The protovis-based visualization above has the following exciting bullet points describing it:
- Time flows vertically downwards. Time in this case is defined by a globally sequential counter incremented for each trace event. Time used to be the number of nanoseconds since the start of the run, but there seemed to somehow be clock skew between my various processor cores that live in a single chip.
- Horizontally, threads are spaced out and within those threads the type of events are spaced out.
- The weird nested alpha grey levels convey nesting of JS_ExecuteScript calls which indicates both xpcshell file loads and JS component/module top-level executions as a result of initial import. If there is enough vertical space, labels are shown, otherwise they are collapsed.
- Those sweet horizontal bands convey the various phases of operation and have helpful labels.
- The nodes are either events caused by top-level runnable being executed by the event loop or important events that merit the creation of synthetic nodes in the causal graph. For example, we promote the execution of a JS file to its own link so we can more clearly see when a file caused something to happen. Likewise, we generate new links when analysis of dump() output tells us a test started or stopped.
- The blue edges are expressing the primary causal chain as determined by the dump() analysis logic. If you are telling us a test started/ended, it only follows that you are on the primary causal chain.
- If you were viewing it in a web browser, you could click on the nodes and it would console.log them and then you could see what is actually happening in there. If you hovered over nodes they would also highlight their ancestors and descendents in various loud shades of red.
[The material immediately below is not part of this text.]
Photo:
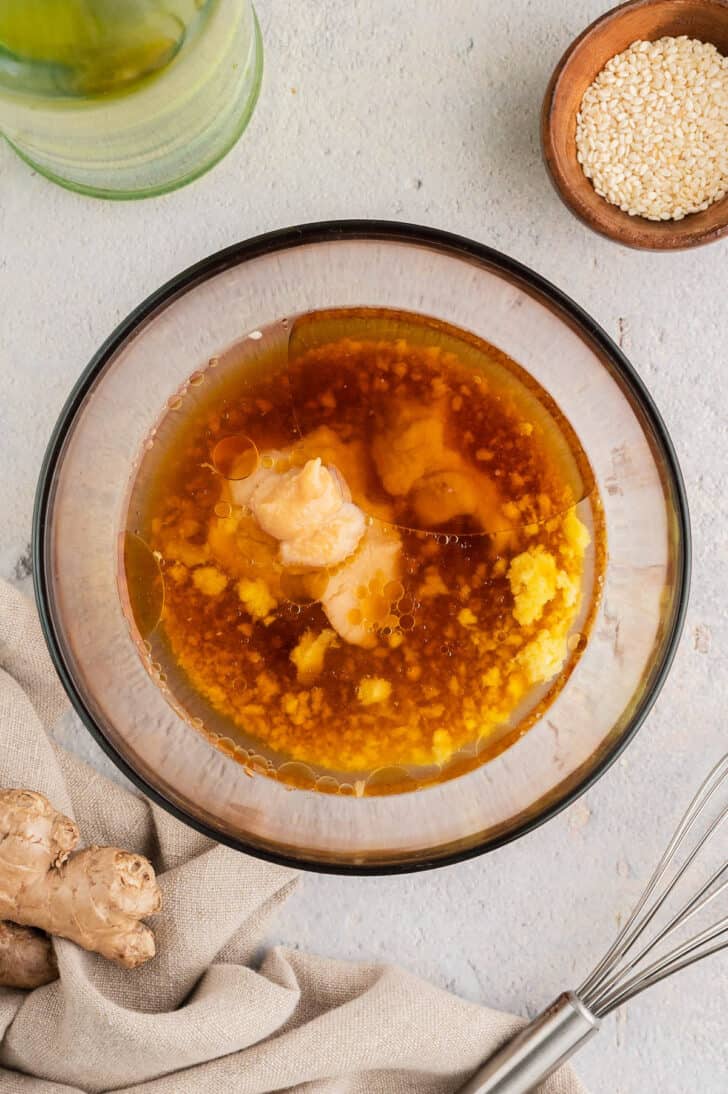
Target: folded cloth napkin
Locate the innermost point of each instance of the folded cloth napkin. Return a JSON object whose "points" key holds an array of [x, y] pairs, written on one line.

- The specific execution being visualized had a lot of asynchronous mozStorage stuff going on. (The right busy thread is the asynchronous thread for the database.) The second image has the main init chain hovered, resulting in all the async fallout from the initialization process being highlighted in red. At first glance it’s rather concerning that the initialization process is still going on inside the first real test. Thanks to the strict ordering of event queues, we can see that everything that happens on the primary causal chain after it hops over to the async thread and back is safe because of that ordering. The question is whether bad things could happen prior to that joining. The answer? In another blog post, I fear.
- Or “probably”, given that the test has a known potential intermittent failure. (The test is in dangerous waters because it is re-triggering synchronous database code that normally is only invoked during the startup phase before references are available to the code and before any asynchronous dispatches occur. All the other tests in the directory are able to play by the rules and so all of their logic should be well-ordered, although we might still expect the initialization logic to likewise complete in what is technically a test phase. Since the goal is just to make tests deterministic (as long as we do not sacrifice realism), the simplest solution may just be to force the init phase to complete before allowing the tests to start. The gloda support logic already has an unused hook capable of accomplishing this that I may have forgotten to hook up…
Repo is my usual systemtapping repo. Things you might type if you wanted to use the tools follow:
- make SOLO_FILE=test_name.js EXTRA_TEST_ARGS=”–debugger /path/to/tb-test-help/systemtap/chewchewwoowoo.py –debugger-args ‘/path/to/tb-test-help/systemtap/mozperfish/mozperfish.stp –‘” check-one
- python /path/to/tb-test-help/chewchewwoowoo.py –re-run=/tmp/chewtap-##### mozperfish/mozperfish.stp /path/to/mozilla/dist/bin/xpcshell
The two major gotchas to be aware of are that you need to: a) make your xpcshell build with jemalloc since I left some jemalloc specific memory probes in there, and b) you may need to run the first command several times because systemtap has some seriously non-deterministic dwarf logic going on right now where it claims that it doesn’t believe that certain types are actually unions/structs/whatnot.